Entre 1960 y 2025, Cuba recibió aproximadamente 143.000 millones de dólares en ayuda de la URSS-Rusia, China y Venezuela. Esta cifra es 80 veces superior a los 2.660 millones que recibió Japón para su reconstrucción postguerra y equivale al total invertido por el Plan Marshall en toda Europa. Claramente, no fue falta de recursos económicos.

Divergencia en modelos de desarrollo

Japón optó por una constitución democrática, disciplina fiscal y apertura comercial. Cuba eligió el socialismo centralizado, anuló la democracia liberal y subordinó su economía a subsidios geopolíticos en lugar de fomentar la productividad interna. La antítesis es brutal: mercado versus planificación rígida, competencia versus monopolio estatal, instituciones transparentes versus estructuras opacas.

En 1958, antes de la revolución, Cuba tenía el tercer PIB per cápita más alto de América Latina, la mortalidad infantil más baja de la región y lideraba en infraestructura ferroviaria. Hoy, de 11,3 millones de habitantes quedan aproximadamente 8,02 millones, con una fuga masiva de profesionales que incluye más de 12.000 trabajadores de la salud y 40.000 maestros en los últimos años.

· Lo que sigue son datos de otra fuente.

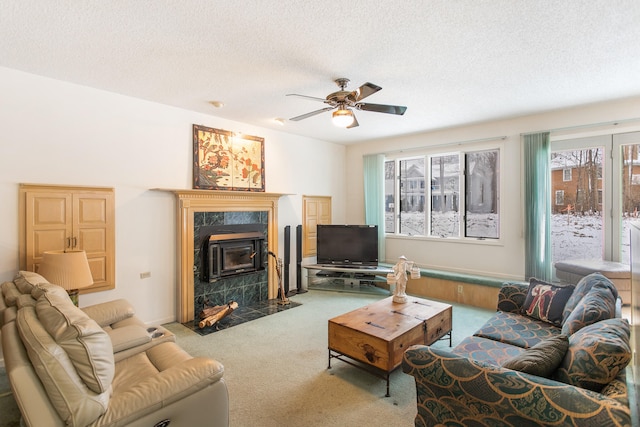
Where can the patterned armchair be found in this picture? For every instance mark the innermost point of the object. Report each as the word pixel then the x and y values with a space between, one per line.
pixel 468 386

El control militar de la economía

Quien realmente controla la economía cubana no es el Estado en sentido tradicional, sino GAESA, un holding militar que maneja el 70% de la economía y el 95% de las transacciones en divisas. Según fuentes independientes, administra alrededor de 18.000 millones de dólares en reservas líquidas.

Esta entidad gestiona los contratos de las misiones médicas internacionales, reteniendo hasta el 70% de los ingresos, mientras el 64% de los hospitales cubanos carece de insumos básicos y las escuelas se deterioran. Es una paradoja devastadora: médicos exportados como commodity mientras los cubanos enfrentan hospitales destruidos y escasez de medicamentos.

Lecciones del espejo japonés

Japón demostró que la prosperidad no depende de recursos naturales, sino de marcos institucionales sólidos. La libertad económica y la transparencia funcionan como cimientos invisibles que sostienen el desarrollo. Cuba no está condenada por su geografía ni por carecer de petróleo, sino atrapada en una estructura donde la riqueza circula en circuitos cerrados controlados por una élite.

La pregunta fundamental persiste: ¿por qué, con tanto capital recibido y tanto talento humano, la isla no logró transformar estos recursos en desarrollo sostenible? El espejo japonés se hace cada vez más incómodo al mostrar que la soberanía no se pierde cuando se acepta ayuda, incluso de antiguos enemigos, si esto se traduce en bienestar para el pueblo.

La crisis energética actual no es más que el síntoma visible de un malestar estructural profundo, donde la ineficiencia del modelo económico y la concentración del poder en manos militares han demostrado ser más determinantes que cualquier embargo externo en el colapso progresivo de la nación caribeña.